Signée par Madame Myriam GINOUX, Conseillère et Madame Michèle LELONG, Greffière,
PROCÉDURE ET MOYENS
Vu les articles L 740-1 et suivants du code de l'entrée et du séjour des étrangers et du droit d'asile (CESEDA) ;
Vu l'arrêté portant obligation de quitter le territoire national pris le 23 avril 2023 par le préfet des BOUCHES DU RHONE, notifié le même jour à M. [Z] [R] ;
Vu la décision de placement en rétention prise le 23 avril 2023 par le préfet des BOUCHES DU RHONE notifiée le même jour à 16h08;
Vu l'ordonnance du 26 avril 2023 rendue par le Juge des libertés et de la détention de MARSEILLE décidant le maintien de Monsieur [Z] [R] dans des locaux ne relevant pas de l'administration pénitentiaire ;
Vu l'appel interjeté le 26 avril 2023 par Monsieur [Z] [R] ;
Monsieur [Z] [R] a comparu et a été entendu en ses explications ; il déclare vouloir repartir en Belgique et ne pas vouloir rester en France où il n'était venu que pour le Ramadan.
Son avocat a été régulièrement entendu ; il soutient que la durée de son transfert entre le lieu de garde à vue et le centre de rétention administrative a été excessif ce qui a causé à l'étranger un grief dans la mesure où ce dernier n'a pu exercer ses drits dans un délai raisonnable.
Le représentant de la préfecture n'a pas comparu.
MOTIFS DE LA DÉCISION
La recevabilité de l'appel contre l'ordonnance du juge des libertés et de la détention n'est pas contestée et les éléments du dossier ne font pas apparaître d'irrégularité.
Sur la durée de transfert :
Un délai d etransfert est jugé excessif dès lors qu'aucune circonstance insurmontable de nature à justifier que le transfert ne soit pas intervenu dans les meilleurs délais n'est rapportée par l'administration.

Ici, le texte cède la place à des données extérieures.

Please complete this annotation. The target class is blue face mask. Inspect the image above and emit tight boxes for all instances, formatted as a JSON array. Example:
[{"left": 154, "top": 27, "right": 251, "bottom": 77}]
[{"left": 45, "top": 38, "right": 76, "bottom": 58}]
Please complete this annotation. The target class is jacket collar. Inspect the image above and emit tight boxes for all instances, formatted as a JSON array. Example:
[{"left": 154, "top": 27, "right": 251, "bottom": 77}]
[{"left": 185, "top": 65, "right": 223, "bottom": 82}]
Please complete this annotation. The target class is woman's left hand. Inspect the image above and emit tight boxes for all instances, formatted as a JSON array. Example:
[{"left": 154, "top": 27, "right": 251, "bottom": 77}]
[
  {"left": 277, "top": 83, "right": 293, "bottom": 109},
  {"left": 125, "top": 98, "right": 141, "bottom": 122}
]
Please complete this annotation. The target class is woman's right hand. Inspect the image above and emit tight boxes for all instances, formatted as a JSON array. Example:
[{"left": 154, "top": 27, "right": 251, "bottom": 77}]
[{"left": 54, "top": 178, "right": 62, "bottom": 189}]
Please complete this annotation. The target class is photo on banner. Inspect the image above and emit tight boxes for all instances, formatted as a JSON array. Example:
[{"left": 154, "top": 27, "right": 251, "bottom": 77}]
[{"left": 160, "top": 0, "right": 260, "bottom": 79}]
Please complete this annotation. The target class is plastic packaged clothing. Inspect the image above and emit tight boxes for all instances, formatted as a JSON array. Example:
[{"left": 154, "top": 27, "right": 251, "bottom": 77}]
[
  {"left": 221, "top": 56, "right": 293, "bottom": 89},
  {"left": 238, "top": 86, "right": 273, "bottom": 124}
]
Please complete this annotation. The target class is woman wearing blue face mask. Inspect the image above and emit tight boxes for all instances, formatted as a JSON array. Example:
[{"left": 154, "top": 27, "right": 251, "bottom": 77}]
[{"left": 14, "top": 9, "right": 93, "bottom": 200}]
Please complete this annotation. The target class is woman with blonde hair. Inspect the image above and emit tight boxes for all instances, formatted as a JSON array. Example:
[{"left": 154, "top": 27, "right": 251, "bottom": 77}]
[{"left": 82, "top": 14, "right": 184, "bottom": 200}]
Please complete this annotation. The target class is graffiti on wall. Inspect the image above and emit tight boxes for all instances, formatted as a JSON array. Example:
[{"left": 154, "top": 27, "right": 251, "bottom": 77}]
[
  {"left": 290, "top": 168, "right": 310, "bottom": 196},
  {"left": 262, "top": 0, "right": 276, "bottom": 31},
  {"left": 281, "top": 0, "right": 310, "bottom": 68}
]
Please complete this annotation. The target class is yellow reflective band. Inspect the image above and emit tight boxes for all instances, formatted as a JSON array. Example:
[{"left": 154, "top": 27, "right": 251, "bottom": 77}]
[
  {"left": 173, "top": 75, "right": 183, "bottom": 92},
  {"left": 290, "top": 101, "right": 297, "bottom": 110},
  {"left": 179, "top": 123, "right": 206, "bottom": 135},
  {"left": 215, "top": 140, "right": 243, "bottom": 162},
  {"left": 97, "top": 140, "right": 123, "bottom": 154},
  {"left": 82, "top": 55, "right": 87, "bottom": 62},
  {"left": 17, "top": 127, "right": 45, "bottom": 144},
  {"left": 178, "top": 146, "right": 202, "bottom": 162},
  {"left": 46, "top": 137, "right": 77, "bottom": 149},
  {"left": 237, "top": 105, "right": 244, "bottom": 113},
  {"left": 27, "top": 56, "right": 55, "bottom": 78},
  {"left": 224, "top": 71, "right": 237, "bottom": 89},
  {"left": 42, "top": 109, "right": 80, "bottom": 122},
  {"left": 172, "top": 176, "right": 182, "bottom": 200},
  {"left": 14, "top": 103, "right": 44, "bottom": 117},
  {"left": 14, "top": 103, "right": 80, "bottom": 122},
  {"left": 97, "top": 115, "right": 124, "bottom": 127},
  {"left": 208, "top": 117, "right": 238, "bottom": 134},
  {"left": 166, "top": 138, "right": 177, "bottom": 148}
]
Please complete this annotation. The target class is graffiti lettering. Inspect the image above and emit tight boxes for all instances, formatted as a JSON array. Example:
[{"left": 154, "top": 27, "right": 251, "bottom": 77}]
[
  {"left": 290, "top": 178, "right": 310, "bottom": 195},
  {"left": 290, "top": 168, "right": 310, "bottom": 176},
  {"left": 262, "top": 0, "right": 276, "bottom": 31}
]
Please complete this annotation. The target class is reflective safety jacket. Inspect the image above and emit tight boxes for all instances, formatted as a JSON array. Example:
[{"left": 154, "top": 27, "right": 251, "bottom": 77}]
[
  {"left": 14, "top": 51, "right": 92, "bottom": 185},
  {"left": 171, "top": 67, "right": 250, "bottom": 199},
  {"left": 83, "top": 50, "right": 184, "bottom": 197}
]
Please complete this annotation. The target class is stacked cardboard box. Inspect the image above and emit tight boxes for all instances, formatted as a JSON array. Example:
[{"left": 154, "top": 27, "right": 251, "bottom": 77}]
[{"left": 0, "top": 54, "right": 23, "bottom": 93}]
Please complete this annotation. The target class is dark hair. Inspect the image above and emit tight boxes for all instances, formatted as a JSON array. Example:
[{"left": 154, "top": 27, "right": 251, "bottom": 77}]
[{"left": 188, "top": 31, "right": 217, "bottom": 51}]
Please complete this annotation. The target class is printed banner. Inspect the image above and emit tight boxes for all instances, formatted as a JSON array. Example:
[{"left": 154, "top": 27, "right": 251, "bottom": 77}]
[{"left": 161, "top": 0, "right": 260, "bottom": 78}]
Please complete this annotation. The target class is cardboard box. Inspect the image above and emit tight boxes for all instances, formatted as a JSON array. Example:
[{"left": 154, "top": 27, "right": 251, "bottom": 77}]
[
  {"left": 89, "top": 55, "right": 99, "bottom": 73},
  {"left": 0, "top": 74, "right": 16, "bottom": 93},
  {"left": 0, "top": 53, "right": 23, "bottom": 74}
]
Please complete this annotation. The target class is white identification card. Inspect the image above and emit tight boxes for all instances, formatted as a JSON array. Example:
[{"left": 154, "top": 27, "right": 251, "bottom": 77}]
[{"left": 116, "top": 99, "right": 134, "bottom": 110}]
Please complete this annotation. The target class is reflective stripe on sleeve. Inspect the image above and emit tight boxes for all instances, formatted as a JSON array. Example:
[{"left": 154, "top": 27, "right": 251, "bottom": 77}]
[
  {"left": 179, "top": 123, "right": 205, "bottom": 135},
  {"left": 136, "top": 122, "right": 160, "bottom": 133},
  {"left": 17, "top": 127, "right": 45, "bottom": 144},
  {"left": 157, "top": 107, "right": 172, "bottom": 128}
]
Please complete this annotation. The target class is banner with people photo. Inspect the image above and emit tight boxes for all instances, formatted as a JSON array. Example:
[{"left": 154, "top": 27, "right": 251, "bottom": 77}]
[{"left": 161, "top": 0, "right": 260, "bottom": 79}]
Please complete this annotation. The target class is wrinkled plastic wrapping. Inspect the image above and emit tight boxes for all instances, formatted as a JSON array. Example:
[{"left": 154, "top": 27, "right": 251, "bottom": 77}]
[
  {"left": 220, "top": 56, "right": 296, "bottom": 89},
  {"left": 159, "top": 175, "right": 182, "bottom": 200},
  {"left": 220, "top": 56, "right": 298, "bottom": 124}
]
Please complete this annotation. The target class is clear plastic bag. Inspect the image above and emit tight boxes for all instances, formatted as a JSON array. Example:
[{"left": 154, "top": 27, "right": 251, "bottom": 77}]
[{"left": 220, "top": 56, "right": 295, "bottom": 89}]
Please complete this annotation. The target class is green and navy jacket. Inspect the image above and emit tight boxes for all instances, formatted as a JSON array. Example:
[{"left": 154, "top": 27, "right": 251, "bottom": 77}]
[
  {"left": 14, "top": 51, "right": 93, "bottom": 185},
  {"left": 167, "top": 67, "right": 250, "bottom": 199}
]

En l'espèce, il a été notifié à M. [Z] [R] la décision de placement en rétention au commissariat du centre de [Localité 2] le 23 avril à 16h08.
Le registre d'arrivée au centre de rétention note comme date et heure d'arrivée le 23 avril 2023 à 20H15.
Le juge judiciaire doit exercer un contrôle sur le délai de transfèrement jusqu'au centre de rétention afin de s'assurer de la possibilité pour l'étranger d'exercer ses droits dans des délais raisonnables.
Même si le délai de transfert entre le lieu de garde à vue, à [Localité 2], et le centre de rétention, également à [Localité 2] apparaît effectivement très long, M. [Z] [R] ne justifie pas, par ailleurs, d'une atteinte à ses droits dont l'exercice effectif débute à compter de son arrivée au centre de rétention, et non à compter de leur notification, ceux-ci étant simplement suspendus pendant la durée de transfert.
C'est donc à juste titre que le premier juge a rejeter ce moyen.
L'ordonnance entreprise sera en conséquence confirmée.
PAR CES MOTIFS
Statuant publiquement par décision réputée contradictoire en dernier ressort, après débats en audience publique,
Confirmons l'ordonnance du Juge des libertés et de la détention de MARSEILLE en date du 26 Avril 2023.
Les parties sont avisées qu'elles peuvent se pourvoir en cassation contre cette ordonnance dans un délai de 2 mois à compter de cette notification, le pourvoi devant être formé par déclaration au greffe de la Cour de cassation, signé par un avocat au conseil d'Etat ou de la Cour de cassation.